Er zijn weinig studies gedaan naar het cumulatieve volksgezondheidsrisico van de mix van pesticiden waaraan mensen via hun voeding blootgesteld worden. Terwijl residuen van individuele pesticiden goed gemonitord worden en voedsel uit de handel wordt genomen als het niet aan de normen voldoet, willen consumenten nu juist zeker weten dat ook het totaal aan middelen en de mogelijke interacties daartussen hun gezondheid niet schaadt.

Feitelijke blootstelling
Deense wetenschappers probeerden tot een aanpak te komen om een meer feitelijk gevoel van zekerheid te kunnen bieden. In een artikel in het blad Food and Chemical Toxicology beschrijven ze hun model. Dat is gericht op het bepalen van de feitelijke blootstelling van de bevolking aan alle middelen die gebruikt worden bij de teelt van het voedsel dat ze daadwerkelijk kopen en eten.

De onderzoekers stellen voor uit te gaan van wat de gemiddelde Deen eet. Daarvoor deelden ze de Deense bevolking in zes 'eetpatronen' in: de gemiddelde volwassen Deen, mannen, vrouwen, kinderen (5-9) en 'vegetarische' mannen en vrouwen. De laatste twee groepen eten extra veel groente en fruit. Van die groepen is uit officiële statistieken bekend wat en hoeveel ze eten. Op grond daarvan konden de onderzoekers een lijst samenstellen van gewassen die deels in Denemarken zelf verbouwd worden en deels worden geïmporteerd.

Duidelijk onder de veilige norm
Op basis van de actuele spuitgegevens ('spraying journals') van gewasbeschermingsmiddelenfabrikant Bayer Crop Science kregen ze inzicht in de middelen die op specifieke gewassen gebruikt worden en de hoeveelheid gespoten middelen. Daarnaast gebruikten ze de gegevens die binnen de EU verzameld zijn over pesticidenresiduen op groenten en fruit.

Dat alles brachten de onderzoekers bij elkaar in een datamodel waarmee ze de gemiddelde niveaus van residuen van bestrijdingsmiddelen konden schatten in 47 voedingsmiddelen. In combinatie met de eetpatronen konden ze de 'chronische blootstelling' van de consument schatten op grond van zijn of haar dagelijkse eetpatroon.

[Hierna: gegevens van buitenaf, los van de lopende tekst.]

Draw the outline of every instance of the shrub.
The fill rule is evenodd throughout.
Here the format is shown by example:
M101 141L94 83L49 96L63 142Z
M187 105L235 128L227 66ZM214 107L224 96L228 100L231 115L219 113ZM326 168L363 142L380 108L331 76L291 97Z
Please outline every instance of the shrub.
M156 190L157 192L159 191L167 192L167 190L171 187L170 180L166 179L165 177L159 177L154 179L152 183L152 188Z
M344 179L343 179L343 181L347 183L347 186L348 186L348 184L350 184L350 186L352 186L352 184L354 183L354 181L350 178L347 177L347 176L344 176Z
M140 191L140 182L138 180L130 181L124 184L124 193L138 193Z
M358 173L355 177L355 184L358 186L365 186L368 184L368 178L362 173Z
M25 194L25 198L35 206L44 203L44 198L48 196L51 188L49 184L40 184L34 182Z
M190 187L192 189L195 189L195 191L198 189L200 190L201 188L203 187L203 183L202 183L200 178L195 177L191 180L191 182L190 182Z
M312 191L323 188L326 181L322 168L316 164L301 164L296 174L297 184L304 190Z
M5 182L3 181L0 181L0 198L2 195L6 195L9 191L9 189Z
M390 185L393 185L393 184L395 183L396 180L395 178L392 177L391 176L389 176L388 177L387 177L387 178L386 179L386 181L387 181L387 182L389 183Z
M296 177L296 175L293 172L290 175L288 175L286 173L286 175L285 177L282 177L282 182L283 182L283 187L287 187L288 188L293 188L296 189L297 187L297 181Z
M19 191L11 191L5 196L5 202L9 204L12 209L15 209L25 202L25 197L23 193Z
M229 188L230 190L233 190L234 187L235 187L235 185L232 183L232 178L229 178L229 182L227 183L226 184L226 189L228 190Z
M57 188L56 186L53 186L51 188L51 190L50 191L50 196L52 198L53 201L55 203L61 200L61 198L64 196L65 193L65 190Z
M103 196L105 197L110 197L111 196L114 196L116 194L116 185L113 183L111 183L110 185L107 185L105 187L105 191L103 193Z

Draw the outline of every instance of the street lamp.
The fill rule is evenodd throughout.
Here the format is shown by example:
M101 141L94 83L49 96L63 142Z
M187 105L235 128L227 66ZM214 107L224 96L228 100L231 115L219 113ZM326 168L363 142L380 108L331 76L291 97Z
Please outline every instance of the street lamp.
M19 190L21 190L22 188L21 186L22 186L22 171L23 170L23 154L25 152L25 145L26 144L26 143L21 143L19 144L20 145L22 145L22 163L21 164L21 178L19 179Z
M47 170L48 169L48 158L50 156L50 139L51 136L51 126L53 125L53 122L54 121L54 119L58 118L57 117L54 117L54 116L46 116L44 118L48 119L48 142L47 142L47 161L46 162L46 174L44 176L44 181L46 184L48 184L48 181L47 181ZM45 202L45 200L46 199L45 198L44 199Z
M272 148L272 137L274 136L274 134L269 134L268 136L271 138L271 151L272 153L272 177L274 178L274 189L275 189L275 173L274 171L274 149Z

De 'Hazard Index' (HI), het blootstellingsrisico van alle pesticiden bij elkaar, bleek uit te komen op 16% van de Accepted Daily Intake voor volwassenen en 44% voor kinderen. Op basis van de vooronderstellingen achter het model zitten de innames dus duidelijk onder de veilige norm.

Geen herevaluatie ADI
Om hun bevindingen in perspectief te zetten, vergeleken de onderzoekers hun Hazard Index met het blootstellingsrisico van Denen aan mycotoxines (giftige schimmelproducten die bijvoorbeeld in granen en veevoer kunnen voorkomen), cafeïne en alcohol. In vergelijking met de HI voor pesticiden lag die voor cafeïne, bij een gemiddelde consumptie van 3 koppen koffie per dag, 120 keer hoger, en die van alcohol, bij een gemiddelde consumptie van 1 glas wijn per dag, maar liefst 2.600 keer hoger. Ze concluderen dan ook dat schadelijke gezondheidseffecten van chronische blootstelling aan residuen van bestrijdingsmiddelenresiduen bij de Deense bevolking zeer onwaarschijnlijk zijn. Of, in hun eigen woorden: "de HI (van 16% van de ADI) voor bestrijdingsmiddelen voor een Deense volwassene was gelijk aan die van alcohol voor een persoon die het equivalent van 1 glas wijn per zeven jaar consumeert."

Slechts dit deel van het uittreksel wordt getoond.